Des plongées multi-niveaux et multi-goûts Tombant d'Alimdy et de Nosy Iranja, tombant ouest de Nosy Ovy (la plus grande des îles Radama), tombant sud canyon... Les plongées s'enchaînent sur les récifs le long du plateau des îles Radames où se réfugient toute la faune habituelle de l’Océan Indien, mais aussi les pélagiques venus du large ou des grandes profondeurs. Des rencontres qui nous apportent à chaque fois leurs lots de surprises : bancs compacts de lutjans, nasons, thons, carangues, thazars, barracudas et platax... Les adeptes des prédateurs sont comblés tandis que les fans de macros s'amusent à dénicher les nudibranches, danseuses espagnoles et murènes rubans cachés dans les anfractuosités. Nous croiserons quelques tortues mais à part deux ou trois requins de lagon et quelques passages furtifs de requins gris de récif, nous n'observerons pas d'autres squales... La
plupart des récifs, accessibles à partir de 15 mètres de profondeurs,
sont entourés d’étendues sableuses colonisées par des centaines
d'anguilles jardinières qui se balancent au gré des courants. Il faut
avancer à palme de sioux pour les photographier avant qu’elles ne
disparaissent en un clin d’œil dans leur trou de sable.
Les plus belles plongées autour de Nosy Be S'il y a une plongée à ne pas manquer c'est celle de Nosy Tanikely, une île située au Sud de Nosy Be à 6 miles d’Ambatoloaka. Accessible à tous les niveaux, les fonds coralliens de cette petite île sont particulièrement bien préservés et extrêmement riches en faune et flore. Les plongeurs ont l'impression d'évoluer dans un parfait aquarium multicolore où se croisent et se recroisent de multiples bancs de poissons.
Considérée comme une réserve marine, il est interdit d’y pêcher poissons et coquillage. Sur terre il est possible d'admirer les fameux lémuriens, quelques caméléons et des chauves-souris frugivores qui colonisent certains arbres. Un vieux phare datant de près d’un siècle domine l’île et offre un panorama exceptionnel.

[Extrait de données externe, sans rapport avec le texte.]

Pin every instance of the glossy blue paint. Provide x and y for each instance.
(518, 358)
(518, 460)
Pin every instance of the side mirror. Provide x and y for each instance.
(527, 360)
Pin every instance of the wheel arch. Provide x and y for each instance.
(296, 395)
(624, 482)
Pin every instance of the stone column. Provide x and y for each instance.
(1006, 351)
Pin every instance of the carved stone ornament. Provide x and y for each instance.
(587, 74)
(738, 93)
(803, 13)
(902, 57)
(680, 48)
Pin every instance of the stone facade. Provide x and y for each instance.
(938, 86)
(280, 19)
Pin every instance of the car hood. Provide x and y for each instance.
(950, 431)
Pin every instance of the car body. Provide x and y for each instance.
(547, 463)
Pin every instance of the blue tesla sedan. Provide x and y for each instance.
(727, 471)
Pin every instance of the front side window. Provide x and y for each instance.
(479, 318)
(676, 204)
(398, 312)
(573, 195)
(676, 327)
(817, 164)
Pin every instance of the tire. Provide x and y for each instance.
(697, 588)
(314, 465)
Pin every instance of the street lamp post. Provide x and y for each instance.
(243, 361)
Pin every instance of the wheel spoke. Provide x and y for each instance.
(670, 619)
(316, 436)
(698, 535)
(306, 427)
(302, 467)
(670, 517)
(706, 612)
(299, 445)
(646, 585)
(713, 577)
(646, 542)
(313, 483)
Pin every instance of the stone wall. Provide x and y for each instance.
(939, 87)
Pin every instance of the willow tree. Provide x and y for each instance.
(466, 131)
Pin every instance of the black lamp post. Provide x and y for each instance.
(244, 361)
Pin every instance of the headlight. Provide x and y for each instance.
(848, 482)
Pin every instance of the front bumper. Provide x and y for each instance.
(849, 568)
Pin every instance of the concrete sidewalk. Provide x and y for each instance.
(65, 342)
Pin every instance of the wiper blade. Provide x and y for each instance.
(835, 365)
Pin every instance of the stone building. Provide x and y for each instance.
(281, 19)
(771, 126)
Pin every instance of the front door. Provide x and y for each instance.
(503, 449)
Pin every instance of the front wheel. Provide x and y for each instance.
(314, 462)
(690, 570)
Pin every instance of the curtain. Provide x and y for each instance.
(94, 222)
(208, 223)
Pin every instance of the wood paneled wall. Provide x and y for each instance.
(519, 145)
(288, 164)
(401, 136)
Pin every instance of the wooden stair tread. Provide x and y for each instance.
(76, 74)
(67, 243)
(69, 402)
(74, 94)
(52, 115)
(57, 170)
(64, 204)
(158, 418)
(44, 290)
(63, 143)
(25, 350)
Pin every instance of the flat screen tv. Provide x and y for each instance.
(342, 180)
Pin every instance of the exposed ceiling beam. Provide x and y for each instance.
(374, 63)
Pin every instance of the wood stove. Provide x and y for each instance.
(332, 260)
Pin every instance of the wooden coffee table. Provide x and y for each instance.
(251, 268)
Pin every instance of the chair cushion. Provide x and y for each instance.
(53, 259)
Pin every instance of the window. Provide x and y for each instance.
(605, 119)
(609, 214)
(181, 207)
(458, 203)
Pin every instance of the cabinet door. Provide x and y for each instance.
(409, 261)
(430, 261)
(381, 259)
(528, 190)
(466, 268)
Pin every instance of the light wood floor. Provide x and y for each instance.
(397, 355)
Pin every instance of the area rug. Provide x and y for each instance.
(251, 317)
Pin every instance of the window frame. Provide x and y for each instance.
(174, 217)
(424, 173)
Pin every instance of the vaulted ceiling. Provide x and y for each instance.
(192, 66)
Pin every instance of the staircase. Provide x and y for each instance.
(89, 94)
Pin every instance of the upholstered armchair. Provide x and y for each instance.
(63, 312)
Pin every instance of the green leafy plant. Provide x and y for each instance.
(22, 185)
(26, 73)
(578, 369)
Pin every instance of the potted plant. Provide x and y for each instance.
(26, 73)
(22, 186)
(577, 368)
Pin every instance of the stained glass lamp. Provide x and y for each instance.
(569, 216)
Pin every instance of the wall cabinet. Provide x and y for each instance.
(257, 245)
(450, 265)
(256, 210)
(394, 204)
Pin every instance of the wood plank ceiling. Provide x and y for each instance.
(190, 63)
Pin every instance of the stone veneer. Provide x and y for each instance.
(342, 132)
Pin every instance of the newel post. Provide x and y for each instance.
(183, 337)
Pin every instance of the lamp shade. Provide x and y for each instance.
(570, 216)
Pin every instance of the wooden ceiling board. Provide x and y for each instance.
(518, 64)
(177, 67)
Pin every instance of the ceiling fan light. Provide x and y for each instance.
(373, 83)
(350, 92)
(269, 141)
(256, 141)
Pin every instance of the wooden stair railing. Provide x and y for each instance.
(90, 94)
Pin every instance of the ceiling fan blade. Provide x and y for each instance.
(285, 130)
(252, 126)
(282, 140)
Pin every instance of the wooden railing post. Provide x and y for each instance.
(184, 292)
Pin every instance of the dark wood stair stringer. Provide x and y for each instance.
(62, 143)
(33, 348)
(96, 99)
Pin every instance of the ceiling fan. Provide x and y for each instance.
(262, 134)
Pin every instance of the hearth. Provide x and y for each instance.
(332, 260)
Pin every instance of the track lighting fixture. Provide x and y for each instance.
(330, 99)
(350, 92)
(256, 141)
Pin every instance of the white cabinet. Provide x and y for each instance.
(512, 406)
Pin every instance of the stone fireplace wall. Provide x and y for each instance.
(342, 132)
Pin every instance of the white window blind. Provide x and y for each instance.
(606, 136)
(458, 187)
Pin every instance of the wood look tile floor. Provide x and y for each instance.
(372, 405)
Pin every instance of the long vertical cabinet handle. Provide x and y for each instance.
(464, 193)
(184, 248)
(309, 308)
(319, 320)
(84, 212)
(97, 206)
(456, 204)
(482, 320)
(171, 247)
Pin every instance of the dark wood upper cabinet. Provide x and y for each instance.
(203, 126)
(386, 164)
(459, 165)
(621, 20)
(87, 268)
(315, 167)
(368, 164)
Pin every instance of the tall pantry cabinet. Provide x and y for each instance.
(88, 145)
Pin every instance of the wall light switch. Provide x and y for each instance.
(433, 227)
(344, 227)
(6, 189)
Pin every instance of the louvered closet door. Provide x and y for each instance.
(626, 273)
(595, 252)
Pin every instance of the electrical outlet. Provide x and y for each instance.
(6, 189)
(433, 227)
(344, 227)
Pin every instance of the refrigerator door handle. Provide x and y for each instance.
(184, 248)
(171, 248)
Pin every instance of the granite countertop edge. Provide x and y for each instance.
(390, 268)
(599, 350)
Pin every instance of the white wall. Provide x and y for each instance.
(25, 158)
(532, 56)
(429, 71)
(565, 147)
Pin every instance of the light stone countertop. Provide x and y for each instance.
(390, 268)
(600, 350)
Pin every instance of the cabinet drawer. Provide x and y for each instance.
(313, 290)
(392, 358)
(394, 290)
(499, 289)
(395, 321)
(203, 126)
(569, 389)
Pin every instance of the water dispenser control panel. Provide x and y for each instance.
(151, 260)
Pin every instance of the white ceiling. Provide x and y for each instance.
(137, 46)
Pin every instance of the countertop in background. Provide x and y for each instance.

Au large de l'île de Tanikely, à 2 miles d’Ambatoloaka, quatre épaves ont été coulées volontairement sur un fond sablonneux de 27 mètres il y a quelques années : un chalutier en bois, un gros chalutier en fer et 2 voiliers de plaisance qui ont été dépollués puis coulés pour servir de récif artificiel. Si les trois autres épaves n'ont pas grand intérêt, l'épave Zaïda, un petit boutre de 20 mètres, est un must. Au premier abord, on devine seulement la carcasse tant la faune qui a colonisé ce récif artificiel est dense. C'est un pur bonheur que de se retrouver face à ce mur de poissons où évoluent bancs de lutjans, platax, carangues et mérous tandis que tapies sur le fond sablonneux de très belles raies pastenagues surveillent les lieux. La visibilité varie beaucoup et mieux vaut se lever tôt pour optimiser les chances de clarté de l'eau. Ce site est accessible aux plongeurs niveau II minimum.